Having spent my research career working to discover the role of non-cancer cells surrounding and supporting breast cancer cells to drive metastasis, and then coming to lead the scientific program at BCRF, an organization that has made long-term, deep investments in metastatic research, these two women’s deaths were a gut punch this year. But I find hope in where research is now—and what is on the horizon.

Research is the reason that in the last five years, nine new drugs have been approved for metastatic breast cancer. Nine! The two most recent approvals, earlier this year, were for treatment of brain metastases from HER2-positive breast cancer and for metastases from triple-negative breast cancer, an aggressive subtype.

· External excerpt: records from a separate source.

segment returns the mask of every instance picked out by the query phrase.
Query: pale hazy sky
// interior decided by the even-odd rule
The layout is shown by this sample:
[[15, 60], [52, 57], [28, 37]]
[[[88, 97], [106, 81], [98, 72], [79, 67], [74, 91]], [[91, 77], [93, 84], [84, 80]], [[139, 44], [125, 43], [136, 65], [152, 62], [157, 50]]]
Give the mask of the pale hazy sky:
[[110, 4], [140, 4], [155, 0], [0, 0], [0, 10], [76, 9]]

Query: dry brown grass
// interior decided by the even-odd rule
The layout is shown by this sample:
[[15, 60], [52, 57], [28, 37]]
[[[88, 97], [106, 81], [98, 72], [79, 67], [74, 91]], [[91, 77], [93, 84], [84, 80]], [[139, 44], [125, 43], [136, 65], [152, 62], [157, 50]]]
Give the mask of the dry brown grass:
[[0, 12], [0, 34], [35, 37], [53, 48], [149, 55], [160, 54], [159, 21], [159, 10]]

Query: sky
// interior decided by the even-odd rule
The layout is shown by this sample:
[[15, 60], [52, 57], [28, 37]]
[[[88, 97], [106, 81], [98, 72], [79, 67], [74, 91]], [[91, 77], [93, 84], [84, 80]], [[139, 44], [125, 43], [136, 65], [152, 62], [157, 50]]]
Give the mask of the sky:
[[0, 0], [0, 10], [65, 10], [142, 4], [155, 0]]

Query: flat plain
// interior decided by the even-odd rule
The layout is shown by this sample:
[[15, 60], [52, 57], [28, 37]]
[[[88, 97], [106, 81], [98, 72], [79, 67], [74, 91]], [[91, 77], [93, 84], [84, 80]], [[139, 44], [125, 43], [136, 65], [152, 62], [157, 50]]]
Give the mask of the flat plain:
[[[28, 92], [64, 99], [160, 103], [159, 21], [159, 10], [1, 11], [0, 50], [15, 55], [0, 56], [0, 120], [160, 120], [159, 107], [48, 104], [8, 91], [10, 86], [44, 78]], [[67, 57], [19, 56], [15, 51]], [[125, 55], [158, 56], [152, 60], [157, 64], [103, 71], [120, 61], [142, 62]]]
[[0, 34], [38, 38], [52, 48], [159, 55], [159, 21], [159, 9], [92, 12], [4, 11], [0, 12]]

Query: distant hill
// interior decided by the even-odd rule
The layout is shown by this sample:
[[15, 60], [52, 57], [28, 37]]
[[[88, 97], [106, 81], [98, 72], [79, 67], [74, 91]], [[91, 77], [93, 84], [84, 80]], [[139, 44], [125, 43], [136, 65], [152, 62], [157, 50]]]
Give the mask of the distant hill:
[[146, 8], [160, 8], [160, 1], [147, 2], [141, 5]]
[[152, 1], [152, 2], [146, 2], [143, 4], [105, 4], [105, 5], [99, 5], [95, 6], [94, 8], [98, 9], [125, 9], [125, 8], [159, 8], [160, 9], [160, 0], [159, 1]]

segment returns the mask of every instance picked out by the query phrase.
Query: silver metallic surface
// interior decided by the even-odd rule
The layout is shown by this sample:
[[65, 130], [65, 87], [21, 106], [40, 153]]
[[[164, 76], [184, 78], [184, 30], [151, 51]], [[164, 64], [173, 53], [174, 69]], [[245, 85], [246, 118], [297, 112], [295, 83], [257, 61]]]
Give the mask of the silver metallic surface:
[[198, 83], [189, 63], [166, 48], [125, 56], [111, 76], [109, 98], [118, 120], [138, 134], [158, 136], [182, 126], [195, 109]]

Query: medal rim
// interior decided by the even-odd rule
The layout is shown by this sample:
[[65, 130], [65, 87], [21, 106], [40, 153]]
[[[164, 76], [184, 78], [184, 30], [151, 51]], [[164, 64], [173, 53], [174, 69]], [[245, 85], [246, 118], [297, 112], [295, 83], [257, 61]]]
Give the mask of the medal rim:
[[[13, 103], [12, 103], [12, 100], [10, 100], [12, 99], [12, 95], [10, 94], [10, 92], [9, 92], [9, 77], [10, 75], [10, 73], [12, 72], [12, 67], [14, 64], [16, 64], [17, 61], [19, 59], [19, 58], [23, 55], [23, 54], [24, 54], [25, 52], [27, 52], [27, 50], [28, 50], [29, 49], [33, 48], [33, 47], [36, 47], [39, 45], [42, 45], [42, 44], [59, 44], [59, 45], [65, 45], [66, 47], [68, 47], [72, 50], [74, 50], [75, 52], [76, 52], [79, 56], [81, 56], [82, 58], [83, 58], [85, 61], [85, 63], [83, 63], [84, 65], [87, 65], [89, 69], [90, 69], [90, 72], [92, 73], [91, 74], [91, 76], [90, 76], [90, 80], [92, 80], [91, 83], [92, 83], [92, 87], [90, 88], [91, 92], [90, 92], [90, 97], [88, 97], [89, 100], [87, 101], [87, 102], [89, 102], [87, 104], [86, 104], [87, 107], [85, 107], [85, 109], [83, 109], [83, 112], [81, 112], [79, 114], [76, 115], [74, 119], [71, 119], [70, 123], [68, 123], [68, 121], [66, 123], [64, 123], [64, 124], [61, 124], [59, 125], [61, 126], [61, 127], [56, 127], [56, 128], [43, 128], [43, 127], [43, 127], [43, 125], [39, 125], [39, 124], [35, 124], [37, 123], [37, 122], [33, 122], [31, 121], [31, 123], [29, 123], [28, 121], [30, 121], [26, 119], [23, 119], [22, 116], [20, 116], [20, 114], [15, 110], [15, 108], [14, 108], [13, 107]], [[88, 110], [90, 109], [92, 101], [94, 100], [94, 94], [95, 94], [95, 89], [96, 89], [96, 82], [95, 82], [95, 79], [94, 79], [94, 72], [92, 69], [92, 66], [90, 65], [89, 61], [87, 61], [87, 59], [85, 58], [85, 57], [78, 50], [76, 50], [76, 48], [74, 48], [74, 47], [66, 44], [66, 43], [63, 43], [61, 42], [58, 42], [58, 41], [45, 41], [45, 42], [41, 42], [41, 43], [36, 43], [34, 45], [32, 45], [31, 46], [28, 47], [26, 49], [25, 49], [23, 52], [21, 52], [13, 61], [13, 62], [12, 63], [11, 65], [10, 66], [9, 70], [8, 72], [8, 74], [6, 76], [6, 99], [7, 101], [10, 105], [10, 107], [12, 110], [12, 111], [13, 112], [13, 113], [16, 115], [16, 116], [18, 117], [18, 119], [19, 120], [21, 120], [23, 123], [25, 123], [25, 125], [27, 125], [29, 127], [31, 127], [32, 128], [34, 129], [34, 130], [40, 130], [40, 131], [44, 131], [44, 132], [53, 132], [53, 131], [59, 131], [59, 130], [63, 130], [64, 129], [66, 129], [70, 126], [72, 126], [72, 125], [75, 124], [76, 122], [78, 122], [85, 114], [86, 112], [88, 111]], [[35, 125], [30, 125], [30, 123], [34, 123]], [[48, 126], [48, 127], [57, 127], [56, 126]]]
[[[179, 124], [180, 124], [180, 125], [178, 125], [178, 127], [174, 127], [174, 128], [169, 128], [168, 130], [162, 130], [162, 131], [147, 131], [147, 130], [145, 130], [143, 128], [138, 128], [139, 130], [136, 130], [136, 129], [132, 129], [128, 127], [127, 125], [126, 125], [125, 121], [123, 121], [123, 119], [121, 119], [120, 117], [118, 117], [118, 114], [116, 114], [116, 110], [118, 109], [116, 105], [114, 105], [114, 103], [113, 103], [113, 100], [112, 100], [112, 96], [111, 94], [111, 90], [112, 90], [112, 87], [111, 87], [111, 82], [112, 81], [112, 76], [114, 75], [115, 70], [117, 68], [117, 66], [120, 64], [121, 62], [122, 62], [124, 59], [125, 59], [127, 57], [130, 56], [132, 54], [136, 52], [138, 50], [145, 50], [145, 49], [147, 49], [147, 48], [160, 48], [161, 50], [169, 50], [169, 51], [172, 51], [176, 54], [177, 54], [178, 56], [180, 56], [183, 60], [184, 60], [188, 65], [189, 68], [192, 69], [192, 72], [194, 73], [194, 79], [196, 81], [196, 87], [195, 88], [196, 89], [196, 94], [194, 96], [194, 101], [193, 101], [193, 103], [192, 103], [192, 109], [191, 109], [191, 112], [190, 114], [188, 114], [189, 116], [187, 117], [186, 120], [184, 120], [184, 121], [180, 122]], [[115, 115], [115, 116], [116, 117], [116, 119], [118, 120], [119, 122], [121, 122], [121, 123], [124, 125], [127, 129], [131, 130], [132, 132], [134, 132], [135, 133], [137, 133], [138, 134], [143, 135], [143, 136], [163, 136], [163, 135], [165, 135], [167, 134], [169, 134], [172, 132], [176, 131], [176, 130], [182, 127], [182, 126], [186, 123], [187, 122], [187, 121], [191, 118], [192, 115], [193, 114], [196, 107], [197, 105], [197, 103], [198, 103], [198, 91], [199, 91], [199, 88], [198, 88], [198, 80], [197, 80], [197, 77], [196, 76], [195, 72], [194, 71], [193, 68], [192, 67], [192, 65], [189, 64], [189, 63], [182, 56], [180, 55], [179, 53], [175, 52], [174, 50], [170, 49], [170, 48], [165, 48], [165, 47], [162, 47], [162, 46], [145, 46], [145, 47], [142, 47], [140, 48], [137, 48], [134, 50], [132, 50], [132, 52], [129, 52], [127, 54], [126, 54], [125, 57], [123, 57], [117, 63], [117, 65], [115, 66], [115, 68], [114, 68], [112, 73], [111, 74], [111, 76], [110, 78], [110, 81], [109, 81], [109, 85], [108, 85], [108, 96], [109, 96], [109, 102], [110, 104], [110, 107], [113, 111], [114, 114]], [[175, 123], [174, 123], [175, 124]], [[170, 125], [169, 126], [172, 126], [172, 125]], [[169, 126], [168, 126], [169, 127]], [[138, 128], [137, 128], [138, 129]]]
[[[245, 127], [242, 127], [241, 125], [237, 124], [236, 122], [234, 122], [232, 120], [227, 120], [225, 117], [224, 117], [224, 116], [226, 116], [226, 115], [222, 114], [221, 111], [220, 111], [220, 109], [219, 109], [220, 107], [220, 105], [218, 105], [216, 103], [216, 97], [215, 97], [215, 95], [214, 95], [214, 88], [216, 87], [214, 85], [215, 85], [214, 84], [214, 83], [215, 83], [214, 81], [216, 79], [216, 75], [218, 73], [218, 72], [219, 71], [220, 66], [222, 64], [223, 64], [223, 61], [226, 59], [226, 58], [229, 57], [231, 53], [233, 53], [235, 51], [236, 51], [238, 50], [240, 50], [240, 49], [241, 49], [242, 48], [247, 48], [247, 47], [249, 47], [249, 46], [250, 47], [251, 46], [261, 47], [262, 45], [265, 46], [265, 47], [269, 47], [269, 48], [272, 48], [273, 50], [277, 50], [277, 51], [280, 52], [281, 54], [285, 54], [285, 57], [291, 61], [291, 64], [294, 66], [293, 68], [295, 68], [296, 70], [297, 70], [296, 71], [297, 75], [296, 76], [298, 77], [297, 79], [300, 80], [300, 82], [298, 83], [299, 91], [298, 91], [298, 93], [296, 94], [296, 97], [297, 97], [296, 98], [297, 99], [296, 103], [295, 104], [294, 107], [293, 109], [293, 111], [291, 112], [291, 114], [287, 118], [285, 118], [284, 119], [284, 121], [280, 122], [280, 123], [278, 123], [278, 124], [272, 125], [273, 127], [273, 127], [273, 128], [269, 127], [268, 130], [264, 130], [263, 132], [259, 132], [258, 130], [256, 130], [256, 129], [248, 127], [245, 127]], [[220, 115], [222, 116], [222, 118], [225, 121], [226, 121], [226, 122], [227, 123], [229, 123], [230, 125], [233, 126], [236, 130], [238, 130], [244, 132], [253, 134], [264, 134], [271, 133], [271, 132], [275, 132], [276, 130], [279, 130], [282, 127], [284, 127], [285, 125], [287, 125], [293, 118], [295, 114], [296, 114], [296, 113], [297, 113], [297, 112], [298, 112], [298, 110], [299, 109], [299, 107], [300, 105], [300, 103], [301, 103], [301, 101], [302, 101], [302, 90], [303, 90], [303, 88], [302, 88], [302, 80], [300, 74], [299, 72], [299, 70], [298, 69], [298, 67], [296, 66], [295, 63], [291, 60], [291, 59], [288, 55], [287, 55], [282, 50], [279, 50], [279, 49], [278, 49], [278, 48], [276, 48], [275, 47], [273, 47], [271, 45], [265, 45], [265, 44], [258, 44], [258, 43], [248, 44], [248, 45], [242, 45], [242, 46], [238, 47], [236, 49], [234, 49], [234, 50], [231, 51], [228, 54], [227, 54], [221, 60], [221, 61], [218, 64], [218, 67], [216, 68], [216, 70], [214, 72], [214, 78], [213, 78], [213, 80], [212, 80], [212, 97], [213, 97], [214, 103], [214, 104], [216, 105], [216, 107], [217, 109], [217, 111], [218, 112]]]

Just a few weeks ago, the team on one of our flagship Founder’s Fund projects in Europe, known as AURORA EU, announced that they had accrued 1,000 patient samples. Data from these samples—along with samples from AURORA US—will define, for the first time, deep molecular alterations specifically in breast cancer metastases compared to primary tumors. The AURORA patient sample collections are unprecedented in scale. Through these multi-disciplinary analyses, we will not only better understand metastasis, but identify new therapeutic targets to treat it.

And in a very recent conversation with BCRF investigator Dr. Nancy Lin, she noted that for HER2-positive breast cancer, we have made such progress in treatments to reduce the risk of early-stage patients ever developing liver and lung metastases—pause here for a minute; this is significant—that now brain metastases were an increasing proportion of metastases that still occur. Dr. Lin was a lead investigator in the trial of tucatinib (Tukysa®) in HER2-positive breast cancer and championed allowing patients with brain metastasis, who she described as “almost universally excluded” from trials, to enroll. Earlier this year, tucatinib was approved for the treatment of patients with HER2-positive breast cancer, including those with brain metastases. Now, there are plans to test tucatinib in patients with high-risk, early stage breast cancer, to see if it can reduce the risk of cancer ever spreading to the brain in the first place.

This is the power of research.

Only research will accelerate progress and save more lives. Looking forward, I see two ends of the spectrum that research needs to target: On one end, we must urgently find curative treatments and precision therapies for those who are living with metastatic breast cancer today. On the other end, we have to think about tomorrow—and how we can prevent breast cancer in its entirety. To best aim for these two goals, we must support the entire spectrum of research—from basic science studying the very roots of the disease, to clinical trials moving treatments from the lab to the bedside.

BCRF remains committed to the women and men who continue to be diagnosed with, and are living with, metastatic breast cancer. And with estimates of a rise in advanced breast cancer cases as a result of delays in diagnosis and treatment during the COVID-19 pandemic, the research we fund today has the potential to save even more lives tomorrow.